In
Model Railroad Hobbyist, for March 2015 Tony Thompson wrote an excellent article highlighting the cars owned by various roads at particular times. Although the data he used later then my prototype era of choice (Tony's data represented 1950) I felt if could still be used as a basis to model my fleet on.
I started with my previous Determination of 50 cars required to run my layout (excluding logging and passenger equipment) and started to break this down. There are various schools of thought or rules of thumb when determining the number of home road and foreign cars on a layout. I decided to start with a 40-60 split and figured that the logging fleet would probably balance it out closer to 50-50.
With a 40-60 Split I would need 20 home road cars (I will address this in a separate post) and 30 foreign road cars. Based on the article of Tony's you could break this 30 down into particular roads using the fleet size that each particular road had at the time being. There is a graph on his blog here that represents this
Modeling the SP. The result of this would result in the fleet being slewed towards PRR and NYC.

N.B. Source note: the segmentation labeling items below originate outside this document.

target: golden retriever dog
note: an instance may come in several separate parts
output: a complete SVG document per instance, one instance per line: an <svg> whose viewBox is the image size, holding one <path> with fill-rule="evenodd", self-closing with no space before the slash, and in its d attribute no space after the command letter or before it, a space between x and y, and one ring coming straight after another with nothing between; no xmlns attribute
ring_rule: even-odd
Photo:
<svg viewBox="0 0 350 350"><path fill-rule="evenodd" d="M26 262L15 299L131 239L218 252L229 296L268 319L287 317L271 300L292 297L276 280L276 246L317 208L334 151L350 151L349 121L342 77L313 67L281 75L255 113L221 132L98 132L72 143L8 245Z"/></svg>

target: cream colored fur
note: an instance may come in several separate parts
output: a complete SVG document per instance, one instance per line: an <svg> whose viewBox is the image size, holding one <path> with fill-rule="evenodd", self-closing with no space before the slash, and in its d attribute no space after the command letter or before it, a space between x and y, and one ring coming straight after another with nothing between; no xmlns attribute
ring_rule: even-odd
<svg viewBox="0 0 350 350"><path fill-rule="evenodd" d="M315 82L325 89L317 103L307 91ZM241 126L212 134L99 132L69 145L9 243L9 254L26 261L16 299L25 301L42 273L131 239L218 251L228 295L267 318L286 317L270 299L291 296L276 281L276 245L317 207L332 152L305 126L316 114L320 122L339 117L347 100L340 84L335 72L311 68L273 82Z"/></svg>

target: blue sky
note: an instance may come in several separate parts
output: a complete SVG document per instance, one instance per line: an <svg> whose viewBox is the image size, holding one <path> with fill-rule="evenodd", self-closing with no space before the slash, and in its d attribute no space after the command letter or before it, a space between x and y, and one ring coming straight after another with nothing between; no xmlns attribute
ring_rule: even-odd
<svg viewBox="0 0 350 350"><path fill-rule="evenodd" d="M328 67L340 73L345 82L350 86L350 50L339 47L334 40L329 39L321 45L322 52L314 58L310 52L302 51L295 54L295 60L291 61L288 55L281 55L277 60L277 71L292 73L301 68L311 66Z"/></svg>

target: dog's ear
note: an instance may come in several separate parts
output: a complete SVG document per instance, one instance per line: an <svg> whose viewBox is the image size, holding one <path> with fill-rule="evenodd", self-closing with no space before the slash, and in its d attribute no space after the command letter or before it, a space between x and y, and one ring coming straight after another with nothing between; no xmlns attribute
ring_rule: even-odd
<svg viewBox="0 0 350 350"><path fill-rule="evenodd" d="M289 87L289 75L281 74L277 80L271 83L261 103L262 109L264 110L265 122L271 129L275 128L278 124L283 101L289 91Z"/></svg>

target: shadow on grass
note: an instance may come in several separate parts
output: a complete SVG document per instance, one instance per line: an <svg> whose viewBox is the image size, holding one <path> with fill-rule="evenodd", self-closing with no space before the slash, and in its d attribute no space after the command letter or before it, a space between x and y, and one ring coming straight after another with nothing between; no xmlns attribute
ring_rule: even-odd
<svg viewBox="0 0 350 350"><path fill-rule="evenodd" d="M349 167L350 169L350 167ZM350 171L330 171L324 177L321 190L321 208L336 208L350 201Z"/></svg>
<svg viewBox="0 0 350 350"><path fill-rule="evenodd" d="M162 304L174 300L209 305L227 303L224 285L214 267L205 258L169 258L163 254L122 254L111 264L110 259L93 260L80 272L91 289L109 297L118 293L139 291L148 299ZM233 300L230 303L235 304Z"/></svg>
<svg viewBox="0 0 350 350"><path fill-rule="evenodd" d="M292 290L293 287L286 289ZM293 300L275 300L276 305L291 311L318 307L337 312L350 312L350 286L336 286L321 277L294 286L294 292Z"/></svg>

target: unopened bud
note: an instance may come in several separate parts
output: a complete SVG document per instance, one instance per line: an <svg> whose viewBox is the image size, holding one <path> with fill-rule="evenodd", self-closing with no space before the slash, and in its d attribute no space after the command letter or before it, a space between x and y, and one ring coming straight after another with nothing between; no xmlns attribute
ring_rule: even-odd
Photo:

I felt that the location of the Yacolt branch would see more traffic from roads in direct interchange such as SP, SP&S, GN, ATSF so I adjusted my car fleet to represent more of these but also kept in mind the high number of cars owned by PRR
The Main Roads
SP Southern Pacific - 5 cars
ATSF Atchison, Topeka and Santa Fe - 4 cars
SP&S Spokane, Portland and Seattle Railway - 3 cars
GN Great Nortehrn - 2 cars
PRR Pennsylvania Railroad - 3 cars
NYC New York Central - 2 cars
PFE - Pacific Fruit Express - 2 car
Total 21 cars Leaving room for 9 from smaller roads that I would like to represent but not limited to,
B&O, MP, CNW, B&O, SR, UP, CP, SOO, NKP
This brings the number of non home road cars up to 30. The next challenge is breaking it down to percentage of car types required across the layout but it is likely the majority will be XM class.